Metz marque son territoire
Les Messines n'ont pas fait de détail, hier devant Issy-les-Moulineaux : leur victoire par douze buts d'écart en dit long sur leur envie de ne rien lâcher. Le leader est féroce.
Laminé, lessivé, nettoyé... Issy n'a pas tenu la distance, hier à Saint-Symphorien. Douze buts d'écart en faveur des Lorraines : le compte est bon. Et le fauteuil de leader n'est pas prêt d'échapper aux protégées de Sandor Rac. « On a réalisé une première mi-temps pratiquement de rêve, sourit l'entraîneur serbe de Metz. Nous aurions pu gagner de vingt buts, mais l'important était également de donner du temps de jeu à celles qui en ont moins d'habitude. Là, tout le monde a eu sa chance. » Rachida Hadj, Aurélia Guillaut, Johanna Gomez, Pavla Poznarova et Sonia Cendier ont ainsi pris part au festin. Avec une belle gourmandise.
Car, H2ML ne badine pas en fermant la porte d'entrée. Issy-les-Moulineaux se casse alors les dents sur une époustouflante Linda Pradel (vingt arrêts, dont deux penaltys) et sa défense intraitable. Illustration de la détresse des banlieusardes parisiennes : au buzzer, Sophie Herbrecht rejoindra le vestiaire avec un 2/14 au tir. Ses coéquipières ne font guère mieux : 5/21, soit 23 % de réussite lors des trente minutes initiales. Enfin, il serait plus juste de parler de 77 % d'échec.
De son côté, Metz est sur un nuage. Avec une telle gardienne, les choses sont plus faciles. Encore faut-il ne pas manquer les occasions qui se présentent. A cet exercice, les championnes de France en titre sont impériales. Elles réalisent une de leurs meilleures prestations. Brillantissimes derrière, Isabelle Wendling et ses amies vont voler la balle aux quatre coins du terrain.
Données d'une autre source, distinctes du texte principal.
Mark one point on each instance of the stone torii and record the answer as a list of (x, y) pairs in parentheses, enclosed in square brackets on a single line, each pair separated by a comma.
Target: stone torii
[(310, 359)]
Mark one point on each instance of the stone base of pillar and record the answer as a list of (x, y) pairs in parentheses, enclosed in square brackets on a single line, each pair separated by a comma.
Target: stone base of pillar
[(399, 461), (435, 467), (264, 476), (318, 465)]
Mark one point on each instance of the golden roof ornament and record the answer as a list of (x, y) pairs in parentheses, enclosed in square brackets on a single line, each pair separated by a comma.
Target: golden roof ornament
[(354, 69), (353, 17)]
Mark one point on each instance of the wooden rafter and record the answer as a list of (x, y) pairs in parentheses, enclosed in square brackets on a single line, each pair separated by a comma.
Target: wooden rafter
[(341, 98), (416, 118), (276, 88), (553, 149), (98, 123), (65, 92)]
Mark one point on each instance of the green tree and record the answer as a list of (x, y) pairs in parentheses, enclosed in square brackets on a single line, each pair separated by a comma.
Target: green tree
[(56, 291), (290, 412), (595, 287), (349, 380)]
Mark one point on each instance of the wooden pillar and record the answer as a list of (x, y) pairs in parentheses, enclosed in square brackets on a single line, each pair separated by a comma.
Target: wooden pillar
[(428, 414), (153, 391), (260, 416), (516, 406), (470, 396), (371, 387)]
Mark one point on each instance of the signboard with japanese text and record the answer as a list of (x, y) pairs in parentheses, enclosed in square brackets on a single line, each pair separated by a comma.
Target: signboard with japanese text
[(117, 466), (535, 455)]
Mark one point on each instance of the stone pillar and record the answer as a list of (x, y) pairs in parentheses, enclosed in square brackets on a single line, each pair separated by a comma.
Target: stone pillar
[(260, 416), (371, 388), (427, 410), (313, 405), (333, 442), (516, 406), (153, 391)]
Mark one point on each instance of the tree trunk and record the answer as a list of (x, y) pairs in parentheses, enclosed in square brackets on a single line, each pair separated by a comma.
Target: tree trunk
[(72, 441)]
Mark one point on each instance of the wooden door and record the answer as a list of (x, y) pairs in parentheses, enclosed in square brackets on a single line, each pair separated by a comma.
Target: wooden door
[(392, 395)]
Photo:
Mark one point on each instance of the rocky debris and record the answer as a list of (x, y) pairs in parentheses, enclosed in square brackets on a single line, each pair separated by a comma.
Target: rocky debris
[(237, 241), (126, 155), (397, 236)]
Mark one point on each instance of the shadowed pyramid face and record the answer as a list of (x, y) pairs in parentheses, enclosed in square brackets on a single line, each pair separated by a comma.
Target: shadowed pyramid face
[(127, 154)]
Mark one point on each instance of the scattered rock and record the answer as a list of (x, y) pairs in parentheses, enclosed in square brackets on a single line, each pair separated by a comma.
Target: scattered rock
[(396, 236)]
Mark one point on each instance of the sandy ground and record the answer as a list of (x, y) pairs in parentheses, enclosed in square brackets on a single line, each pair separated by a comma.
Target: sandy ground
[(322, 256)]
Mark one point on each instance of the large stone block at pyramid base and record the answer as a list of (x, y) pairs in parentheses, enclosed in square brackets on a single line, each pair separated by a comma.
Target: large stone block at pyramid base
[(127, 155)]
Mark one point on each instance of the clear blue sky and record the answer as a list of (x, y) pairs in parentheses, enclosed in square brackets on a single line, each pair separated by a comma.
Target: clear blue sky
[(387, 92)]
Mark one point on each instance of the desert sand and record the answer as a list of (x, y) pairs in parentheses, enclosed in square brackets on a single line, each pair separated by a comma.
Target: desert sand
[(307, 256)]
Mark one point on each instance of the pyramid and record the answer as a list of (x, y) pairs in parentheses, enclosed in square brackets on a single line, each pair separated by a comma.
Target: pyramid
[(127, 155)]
Vesna Horacek (8/10) affole Leïla Hadi et ses camarades qui ne peuvent que constater les dégâts. 17/25 (68 %) en première période pour un très joli 30/52 (57 %) au total : quel carton des Messines !
Et encore, l'euphorie aidant, les partenaires de Lenka Kysucanova ratent des immanquables, forcent des tirs ou adressent quelques mauvaises passes. Cherchant leur second souffle, elles restent même dix minutes sans marquer et encaissent un 4-0. Qu'importe ! Ne viennent-elles pas de passer un 7-0 aux Parisiennes (de 9-4 à la 15e à 16-4 à la 27e). Le plus dur est fait. Personne n'en veut aux championnes de lever un peu le pied puisque l'issue de la rencontre n'a jamais fait l'ombre d'un doute. Seule la marge est une inconnue.
Et puis le principal, depuis la défaite du Havre à Dijon (23-22) mercredi, est de creuser l'écart sans jeter toutes ses forces dans la bagarre. Yutz, mercredi en Coupe, et Le Havre dimanche en championnat : les objectifs sont de ce côté. En tout cas, hier, Metz a impressionné tous les observateurs.